Hörende Kinder von gehörlosen Eltern nennt man auch CODAs (Children Of Death Adults). Diese Kinder brauchen häufig früh eine sprachliche Zusatzförderung, da sie meist nur mit der Zeichensprache ihrer Eltern aufwachsen. Ihre Erziehung ist mit der von zweisprachig aufwachsenden Kindern vergleichbar. Manche solcher Kinder sprechen oft von einer erlebten Isolation oder Zusatzbelastung, weshalb es spezielle Förderprogramme für Kinder gehörloser Eltern gibt. Bei ausreichender Förderung sind bei diesen Kindern aber keine Nachteile gegenüber ihren Altersgenossen zu vermerken.

 

Was sich Menschen mit Hörbeeinträchtigung wünschen...

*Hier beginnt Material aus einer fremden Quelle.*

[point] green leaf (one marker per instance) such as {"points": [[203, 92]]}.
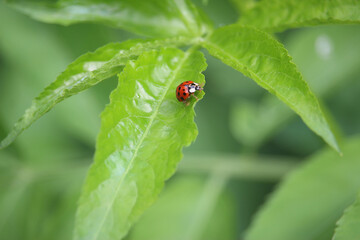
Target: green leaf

Menschen mit Hörbeeinträchtigung oder einer starken Schwerhörigkeit wünschen sich vor allem Toleranz. Der Versuch mit ihnen zu kommunizieren, liegt ihnen am Herzen. Dennoch sollte man nicht in Pantomime oder Schauspiel verfallen, weil sie sich dadurch oft lächerlich gemacht fühlen. Es wäre schön, wenn sich mehr Menschen bemühen, Grundlagen der SGS zu erlernen. Schliesslich kann es auch den einen oder anderen früher oder später betreffen, dass er nach einem Hörtest ein Hörgerät benötigt oder einen dauerhaften Hörschaden erleidet. Am wichtigsten ist jedoch: nicht wegschauen, sondern unterstützen!

 

Begriff «Taubstummensprache» ist überholt

Der Begriff «Taubstummensprache» wird heute als diskriminierend empfunden und wurde durch den Begriff Gebärdensprache ersetzt. Die «Gebärde» ist eine nonverbale Kommunikation und entwickelt sich laufend weiter. Früher war es noch der Fall, dass viele Gehörlose zugleich laute von sich gaben, welche von gut hörenden Menschen nicht verstanden wurden, darum der Begriffszusatz «stumm». Dies ist heute nur noch selten der Fall, denn heute werden Babys und Kinder bei einem Hörverlust mit einem Hörgerät oder Implantat versorgt. Direkt nach der Geburt wird ein sogenanntes Neugeborenen-Screening durchgeführt. Dies ist eine Art Hörtest. Fällt dieser negativ aus, so erhält das Kind eine Hörhilfe. Man weiss heute, dass sich die Hörbahnen im Gehirn in den ersten fünf Lebensjahren entwickeln. Früher hatte man bei Kindern unter 5 Jahren die «stammelten» das Gefühl, sie seine Taub und damit «behindert», dabei hatten diese lediglich eine Hörstörung und hörten ihre Umwelt nicht oder lediglich gedämpft. Somit konnte sich Ihr Gehör nicht entwickeln. Heute dank moderner Technik und frühzeitiger Erkennung, ist es möglich ein Kind zu versorgen, so dass es seine akustische Umgebung wahrnehmen kann und durch dies auch lernen, kann normal zu sprechen. Aus diesem Grund hört man heute selten einen Menschen, welcher noch «stammelt» und als «stumm» bezeichnet wird.

 

App und Videos für Gebärdenalphabet oder Fingeralphabet

Dank moderner Technik gibt es heute eine Vielzahl an Gebärdensprache App-Programmen, Video-Blogs, Lexikon und gar Übersetzern auf unseren Smartphones und im Internet. Wer sich für das Fingeralphabet (Daktylologie, alt Gebärdenalphabet) interessiert, findet online sofort unzählige Seiten, um diese ausserordentliche Sprache zu lernen. Viele Interessierte starten mit «ich liebe Dich», «Danke» oder den Wochentagen und merken dann, dass diese hochspannende Sprache sehr anspruchsvoll ist.